Wired, as well as other press reports, indicate that the entire Red Sea region has dealt with slow to nonexistent connectivity since the severing of a single submarine cable, including Kuwait, Saudi Arabia, Sudan and Ethiopia.

Pointing at a map, Radaa'i said the other countries have other alternatives like the "new Sea-Me-We 5" and "AAE-1" maritime cable systems that would have alleviated Yemen currently if the "aggression of the [Saudi-led coalition]" didn't prevent those connections.
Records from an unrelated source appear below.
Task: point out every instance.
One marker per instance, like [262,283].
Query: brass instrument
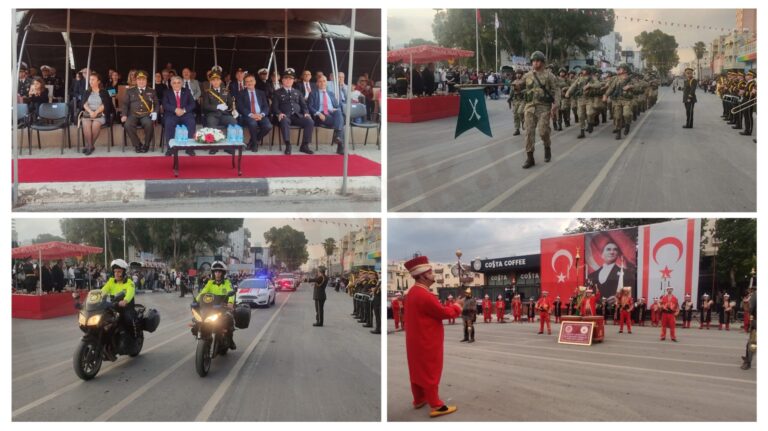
[744,106]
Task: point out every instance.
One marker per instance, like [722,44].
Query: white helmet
[119,263]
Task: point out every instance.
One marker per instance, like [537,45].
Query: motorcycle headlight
[94,320]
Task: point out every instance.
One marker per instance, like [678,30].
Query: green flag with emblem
[472,111]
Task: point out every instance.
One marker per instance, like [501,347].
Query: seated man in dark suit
[305,86]
[326,111]
[178,108]
[291,109]
[253,108]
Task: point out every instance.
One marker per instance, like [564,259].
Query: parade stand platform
[598,331]
[422,108]
[24,306]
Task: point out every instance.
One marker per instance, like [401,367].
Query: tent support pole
[347,129]
[66,60]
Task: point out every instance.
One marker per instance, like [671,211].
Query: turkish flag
[560,275]
[669,256]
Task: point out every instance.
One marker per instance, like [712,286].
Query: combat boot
[529,161]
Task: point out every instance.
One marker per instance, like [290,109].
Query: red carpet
[199,167]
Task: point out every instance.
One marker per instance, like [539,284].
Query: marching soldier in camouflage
[621,94]
[584,102]
[565,105]
[518,100]
[542,98]
[141,111]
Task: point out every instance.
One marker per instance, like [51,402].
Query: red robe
[588,306]
[487,309]
[424,337]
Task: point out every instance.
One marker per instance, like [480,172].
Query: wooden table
[175,147]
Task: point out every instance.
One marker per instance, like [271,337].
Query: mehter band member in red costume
[396,307]
[424,338]
[500,305]
[487,309]
[669,311]
[625,305]
[544,307]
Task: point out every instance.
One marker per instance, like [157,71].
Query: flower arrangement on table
[208,135]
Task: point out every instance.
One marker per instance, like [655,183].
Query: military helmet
[538,55]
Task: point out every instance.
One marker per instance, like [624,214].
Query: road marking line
[529,178]
[720,364]
[79,382]
[69,361]
[215,399]
[142,390]
[590,191]
[621,367]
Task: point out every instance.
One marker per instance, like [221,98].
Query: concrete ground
[512,374]
[283,369]
[659,167]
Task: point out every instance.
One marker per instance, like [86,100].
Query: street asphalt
[659,167]
[512,374]
[284,369]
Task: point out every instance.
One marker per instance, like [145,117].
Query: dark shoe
[529,161]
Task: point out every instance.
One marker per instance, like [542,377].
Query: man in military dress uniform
[584,102]
[318,295]
[291,109]
[142,108]
[469,315]
[689,97]
[750,93]
[542,98]
[217,103]
[620,93]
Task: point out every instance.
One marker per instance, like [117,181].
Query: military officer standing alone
[689,97]
[142,107]
[468,315]
[620,93]
[291,109]
[542,98]
[318,295]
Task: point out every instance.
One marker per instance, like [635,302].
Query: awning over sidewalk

"The AAE-1 system is ready to be connected but the coalition prevented it," he said, adding that the coalition also prevented connection to the Sea-Me-We 5 cable to Hodeidah, the country’s port on the Red Sea.

Hodeidah is the key lifeline entry of most of Yemen's commercial imports and humanitarian aid. The Iran-allied Houthis control much of Hodeidah while the Saudi-backed government troops have advanced to its southeastern districts, making the city a flashpoint in the country's civil war.